Familia millonaria quiso desconectarlo para heredar su fortuna, pero la enfermera descubrió un secreto escalofriante…

Por protocolo, los pacientes VIP quedaban a cargo de enfermeras veteranas, esas que no se dejaban apantallar por los abogados y guardaespaldas que siempre rondaban a las familias ricas.

Pero la jefa de piso vio algo especial en los ojos cansados de la joven. “Ese muchacho necesita a alguien que lo trate como a un ser humano, mija”, le dijo entregándole el expediente. “No como si fuera un simple cajero automático en coma”.

Desde ese día, Emma se convirtió en su sombra. Cada mañana, en punto de las 6, entraba a la inmensa habitación presidencial y abría las persianas para que entrara el sol.

“Buenos días, señor Montenegro. Hoy es martes. El tráfico en Periférico está de locos y parece que va a llover, pero neta, ya hace falta que se limpie este esmog”, le decía con una voz dulce, como si él pudiera contestarle.

Mientras lo limpiaba y le acomodaba las sábanas, le platicaba de su vida. Le contaba de Mateo, un niño con cáncer en el piso de pediatría que le había dibujado un corazón para animarla.

Pero el ambiente en esa habitación se volvió tóxico cuando la familia de Alejandro empezó a visitarlo. Su hermano mayor, Roberto, y su exesposa, Paola, solo iban acompañados de notarios para presionar a los doctores.

Una mañana, Emma estaba acomodando los sueros cuando escuchó a Roberto hablando por celular en el pasillo, sin importarle quién lo oyera.

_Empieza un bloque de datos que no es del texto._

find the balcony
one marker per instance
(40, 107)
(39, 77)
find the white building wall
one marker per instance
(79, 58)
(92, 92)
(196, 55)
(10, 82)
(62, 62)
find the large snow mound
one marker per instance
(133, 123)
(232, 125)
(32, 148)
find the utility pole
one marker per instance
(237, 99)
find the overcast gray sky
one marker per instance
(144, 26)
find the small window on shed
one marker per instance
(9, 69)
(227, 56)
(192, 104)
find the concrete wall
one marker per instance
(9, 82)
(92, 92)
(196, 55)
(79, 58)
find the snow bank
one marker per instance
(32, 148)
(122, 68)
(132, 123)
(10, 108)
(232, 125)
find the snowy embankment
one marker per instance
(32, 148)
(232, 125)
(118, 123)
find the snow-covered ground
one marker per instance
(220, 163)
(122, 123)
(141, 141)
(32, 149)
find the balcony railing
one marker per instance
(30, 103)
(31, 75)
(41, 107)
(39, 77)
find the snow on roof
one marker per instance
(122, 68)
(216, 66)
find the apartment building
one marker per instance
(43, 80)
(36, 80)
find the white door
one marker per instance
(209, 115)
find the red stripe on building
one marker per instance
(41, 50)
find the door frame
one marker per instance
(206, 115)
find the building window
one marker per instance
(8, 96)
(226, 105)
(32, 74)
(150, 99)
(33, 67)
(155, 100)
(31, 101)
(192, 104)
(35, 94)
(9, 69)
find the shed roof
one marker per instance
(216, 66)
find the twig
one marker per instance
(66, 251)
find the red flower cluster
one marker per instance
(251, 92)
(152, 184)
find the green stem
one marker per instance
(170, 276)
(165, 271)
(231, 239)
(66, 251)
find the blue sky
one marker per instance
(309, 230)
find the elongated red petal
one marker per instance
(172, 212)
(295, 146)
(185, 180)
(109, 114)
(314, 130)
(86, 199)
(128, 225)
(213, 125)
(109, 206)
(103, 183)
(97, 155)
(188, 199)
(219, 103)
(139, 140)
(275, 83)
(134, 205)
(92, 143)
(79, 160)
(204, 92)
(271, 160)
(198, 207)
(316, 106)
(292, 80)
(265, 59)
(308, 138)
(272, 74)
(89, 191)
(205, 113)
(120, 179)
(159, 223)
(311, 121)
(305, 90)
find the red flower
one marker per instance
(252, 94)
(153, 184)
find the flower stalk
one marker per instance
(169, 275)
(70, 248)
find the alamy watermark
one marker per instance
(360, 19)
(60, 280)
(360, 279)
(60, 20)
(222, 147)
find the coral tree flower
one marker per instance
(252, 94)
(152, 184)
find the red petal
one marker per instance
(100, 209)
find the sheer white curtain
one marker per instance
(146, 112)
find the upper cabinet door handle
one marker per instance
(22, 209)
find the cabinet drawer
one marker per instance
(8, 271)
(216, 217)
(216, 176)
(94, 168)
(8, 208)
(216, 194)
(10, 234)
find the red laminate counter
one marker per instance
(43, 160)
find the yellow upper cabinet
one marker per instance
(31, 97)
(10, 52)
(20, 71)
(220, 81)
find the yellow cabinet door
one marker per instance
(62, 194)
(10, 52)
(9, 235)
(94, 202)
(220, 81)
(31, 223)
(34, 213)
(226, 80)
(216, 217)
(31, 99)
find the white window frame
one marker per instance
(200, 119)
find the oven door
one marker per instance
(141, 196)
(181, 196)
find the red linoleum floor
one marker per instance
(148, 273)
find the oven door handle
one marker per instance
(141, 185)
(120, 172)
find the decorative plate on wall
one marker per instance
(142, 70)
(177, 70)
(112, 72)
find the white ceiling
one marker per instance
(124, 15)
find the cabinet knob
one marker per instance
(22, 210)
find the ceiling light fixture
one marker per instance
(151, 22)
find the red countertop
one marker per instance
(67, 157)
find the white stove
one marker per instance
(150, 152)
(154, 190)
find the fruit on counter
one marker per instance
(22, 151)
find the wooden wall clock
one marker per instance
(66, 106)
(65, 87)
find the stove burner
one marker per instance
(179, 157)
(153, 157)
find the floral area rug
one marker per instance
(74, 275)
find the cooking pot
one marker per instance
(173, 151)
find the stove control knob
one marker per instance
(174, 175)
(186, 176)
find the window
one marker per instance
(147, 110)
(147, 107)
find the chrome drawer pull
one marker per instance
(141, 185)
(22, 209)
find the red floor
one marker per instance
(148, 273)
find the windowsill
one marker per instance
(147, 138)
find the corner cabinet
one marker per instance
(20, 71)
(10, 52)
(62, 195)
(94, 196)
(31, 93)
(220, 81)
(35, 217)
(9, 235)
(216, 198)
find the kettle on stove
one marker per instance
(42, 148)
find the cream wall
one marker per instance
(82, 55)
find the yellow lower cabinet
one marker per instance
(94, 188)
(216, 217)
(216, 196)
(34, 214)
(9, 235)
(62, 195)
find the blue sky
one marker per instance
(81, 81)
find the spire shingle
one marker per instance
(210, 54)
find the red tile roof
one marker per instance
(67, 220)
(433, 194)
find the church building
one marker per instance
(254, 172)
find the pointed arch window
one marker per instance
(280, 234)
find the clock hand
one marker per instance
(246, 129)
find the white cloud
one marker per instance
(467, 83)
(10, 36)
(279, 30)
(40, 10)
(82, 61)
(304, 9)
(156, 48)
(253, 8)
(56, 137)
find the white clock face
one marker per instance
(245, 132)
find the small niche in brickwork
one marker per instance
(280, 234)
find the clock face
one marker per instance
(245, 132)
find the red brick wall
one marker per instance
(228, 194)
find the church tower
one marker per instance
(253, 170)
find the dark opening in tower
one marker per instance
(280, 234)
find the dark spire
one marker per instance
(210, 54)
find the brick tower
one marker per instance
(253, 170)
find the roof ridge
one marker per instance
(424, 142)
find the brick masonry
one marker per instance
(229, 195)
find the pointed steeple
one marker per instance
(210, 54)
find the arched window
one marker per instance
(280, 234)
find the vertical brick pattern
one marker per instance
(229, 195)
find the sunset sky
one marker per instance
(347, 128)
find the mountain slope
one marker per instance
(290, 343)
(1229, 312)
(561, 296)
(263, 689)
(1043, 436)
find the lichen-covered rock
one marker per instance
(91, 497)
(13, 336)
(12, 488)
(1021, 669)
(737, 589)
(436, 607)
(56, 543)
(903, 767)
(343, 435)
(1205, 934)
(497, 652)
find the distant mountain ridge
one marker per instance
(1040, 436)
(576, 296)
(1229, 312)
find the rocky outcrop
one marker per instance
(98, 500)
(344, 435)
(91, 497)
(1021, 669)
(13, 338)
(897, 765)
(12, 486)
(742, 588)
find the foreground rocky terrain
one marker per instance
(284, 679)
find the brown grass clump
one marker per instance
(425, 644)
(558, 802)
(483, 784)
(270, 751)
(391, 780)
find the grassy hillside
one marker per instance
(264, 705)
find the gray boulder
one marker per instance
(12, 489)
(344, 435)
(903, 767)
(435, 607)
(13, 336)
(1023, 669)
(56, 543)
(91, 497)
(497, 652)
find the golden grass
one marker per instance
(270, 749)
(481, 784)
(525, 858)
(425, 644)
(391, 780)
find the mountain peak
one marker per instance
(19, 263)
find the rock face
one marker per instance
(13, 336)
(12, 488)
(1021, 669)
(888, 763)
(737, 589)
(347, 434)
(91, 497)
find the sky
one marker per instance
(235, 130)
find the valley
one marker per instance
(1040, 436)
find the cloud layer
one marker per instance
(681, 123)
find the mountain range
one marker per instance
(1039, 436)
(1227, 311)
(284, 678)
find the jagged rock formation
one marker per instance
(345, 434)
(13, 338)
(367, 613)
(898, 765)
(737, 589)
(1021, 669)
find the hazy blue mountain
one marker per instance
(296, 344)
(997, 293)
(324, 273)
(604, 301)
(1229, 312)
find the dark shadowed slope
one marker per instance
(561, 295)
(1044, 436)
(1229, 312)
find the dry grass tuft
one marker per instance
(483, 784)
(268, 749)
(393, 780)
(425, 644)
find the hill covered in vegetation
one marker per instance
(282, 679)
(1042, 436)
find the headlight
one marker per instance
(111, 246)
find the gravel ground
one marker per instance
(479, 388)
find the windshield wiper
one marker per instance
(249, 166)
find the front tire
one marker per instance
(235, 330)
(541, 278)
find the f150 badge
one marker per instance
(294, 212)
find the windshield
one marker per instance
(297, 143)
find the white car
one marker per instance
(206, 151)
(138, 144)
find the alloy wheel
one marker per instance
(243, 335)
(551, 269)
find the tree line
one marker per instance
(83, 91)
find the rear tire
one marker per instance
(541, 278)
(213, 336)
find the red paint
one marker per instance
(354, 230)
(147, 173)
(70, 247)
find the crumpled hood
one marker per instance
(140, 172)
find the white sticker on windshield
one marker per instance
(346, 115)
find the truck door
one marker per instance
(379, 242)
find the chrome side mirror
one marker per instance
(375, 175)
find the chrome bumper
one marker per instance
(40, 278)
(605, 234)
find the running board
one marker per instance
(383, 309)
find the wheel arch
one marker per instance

“Ya güey, los abogados dicen que si firmamos para desconectarlo hoy, los 847 millones de pesos pasan directo a mi cuenta la próxima semana. Es un vegetal, ya no sirve de nada mantenerlo aquí”.

Emma sintió que la sangre le hervía de coraje. Al acercarse a la cama para limpiar el rostro del millonario, notó algo que le heló la sangre por completo.

De uno de los ojos cerrados de Alejandro, una lágrima solitaria estaba resbalando lentamente por su mejilla pálida.

Instintivamente le tomó la mano, y sintió un apretón débil pero real. Emma sintió que el corazón se le salía del pecho al mirar la máquina de signos vitales, que empezaba a pitar de forma errática. No podía creer lo que estaba a punto de suceder…

PARTE 2

La pesada puerta de madera de la habitación se abrió de golpe, interrumpiendo el momento. Roberto y Paola entraron acompañados de 2 abogados de traje impecable y el director médico del hospital. Venían a firmar la sentencia de muerte.

“Ya tomamos la decisión”, dijo Roberto con una frialdad espeluznante, acomodándose su reloj de lujo. “Mi hermano no hubiera querido vivir conectado a unas máquinas como un bulto inútil. Lo vamos a desconectar hoy mismo, es lo mejor”.

Paola, la exesposa, fingió limpiarse una lágrima falsa mientras miraba de reojo los documentos de la herencia millonaria. “Es lo más humano, la neta. Ya sufrió bastante nuestro pobre Álex”.